Peter Fraenkel: "Tank test models and an artist’s impressions aren’t enough. It definitely demands patience for something successful to come through"

The promise of extracting energy from tidal currents is luring, but the associated cost of energy has to be cut down significantly. Tidal Today reporter Ritesh Gupta interacts with Peter Fraenkel on becoming lean and mean in tidal power.

By Ritesh Gupta on Apr 9, 2014

How quickly can underwater turbine technology further cut down on the cost of electricity generation and compete with established renewables? This question inevitably comes to mind when one gears up to interact with tidal energy pioneer Peter Fraenkel.

Fraenkel, who to his credit has shaped the development of turbines for extracting energy from tidal currents, indicates that there is a tendency to misjudge the situation.

He emphasises that tidal power development demands perseverance, and that the industry is not in the burgeoning phase.

“It shouldn’t be forgotten that one can’t start from scratch and achieve something ground breaking overnight,” cautions Fraenkel, who was a co-founder and technical director for Marine Current Turbines, a UK company, now owned by Siemens. Until 2012, Fraenkel was considered the brains behind MCT's technology.

“I don’t think the industryis burgeoning at present. Rather it is developing disappointingly slowly,” says Fraenkel, currently director at renewable energy consultancy Fraenkel-Wright.

“Sadly (the) development has been slow and government support remains too uncertain to encourage the investment that is really needed,” he says.

Not getting carried away

As one interacts with Fraenkel, the realisation of being pragmatic sinks in. Giving shape to an idea and reaching the stage of deployment is a journey in itself.

“It’s just not about artist’s impressions on web sites and testing models. There are around 100 companies that claim they are developing a tidal turbine, but have nothing more than an artist’s impressions on their web site; around 30 companies have gone further and tank tested models,” says Fraenkel.

As for reaching a stage where one is ready to work on a MW-scale tidal machine, there are only handful of players.

“Working on a MW-scale machine requires experience, and in the absence of the same, one is bound to commit mistakes. Tank test models and artist’s impressions aren’t enough. It definitely demands patience for something successful to come through,” adds Fraenkel.

Being realistic

So how can one be realistic while setting a benchmark for measurement and assessing how players are faring at this stage? Also, how can the performance of turbines be evaluated in terms of the cost of electricity generation?

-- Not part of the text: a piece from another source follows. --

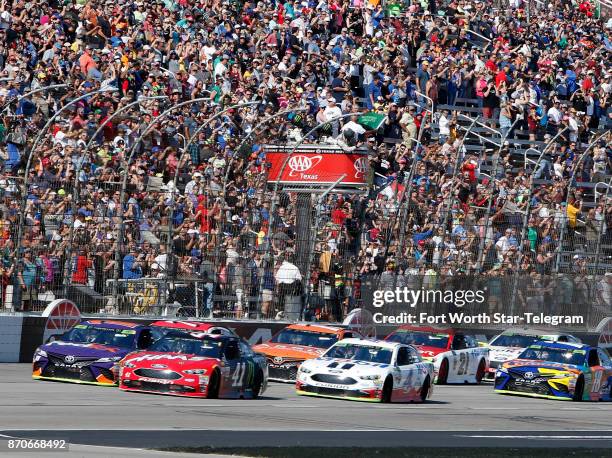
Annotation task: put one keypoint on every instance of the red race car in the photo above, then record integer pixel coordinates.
(196, 364)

Fraenkelsays MWh is a realistic measure of energy production on the scale necessary for grid connected generation.

MWh are of course the “product” for which revenue is received, and the cost of producing MWh will dictate whether or not marine renewables,such as tidal turbines, can compete commercially with land-based generating technologies, explains Fraenkel.

He also mentions that the main factors that will influence the productivity of a tidal turbine are site conditions (notably speed of the current), swept rotor area, efficiency, depth of the rotor in the water column.

“An efficient turbine needs about 300 square meters per MW of rated power; a less efficient machine needs more square metres. The current is fastest near the surface, so the higher in the water column the rotor is, the more energy it will capture,” says Fraenkel.

Understanding the game of costs

The entire industry openly acknowledges the potential of this sector. As one of Energy Technologies Institute’s reports stated last year, successful commercial development of wave and tidal systems could exploit a global market potential of up to £8bn.

The potential is definitely there, but there is a need to come to grips with how the costs of production can be curtailed.

So how can the industry cut down of costs? Fraenkel explains there are two important issues to look at.

He says the main scope for reducing the cost of electricity generation is in reducing installation costs, which at present tend to be far too high. While turbine manufacturing costs can be expected to decline as volume of production ramps up, installation costs can only readily be reduced by finding improved less costly methods.

The other important way to reduce generating costs (i.e. the cost per MWh) is to increase the scale of individual power units because the fixed overhead costs tend to make small systems and small projects less economic than larger ones.

“The wind industry has led the way having started 30 years ago with 100kW systems, today few wind projects will use systems of much less than 3MW. And offshore, where cost overheads are especially high, the trend is towards 5MW or larger systems,” says Fraenkel.

He adds that the same laws of economics work for tidal turbines.

“In my opinion, it will be necessary to find ways to increase the rated power of individual systems. The first 2MW systems are on their way from Siemens-MCT and from Scot Renewables but even these will need to be replaced by more powerful systems,” says Fraenkel.

The only technical solution that can achieve this will be multi-rotor systems as it is unlikely that successful single tidal turbine rotors capable of delivering much more than about 1 to 2 MW are feasible.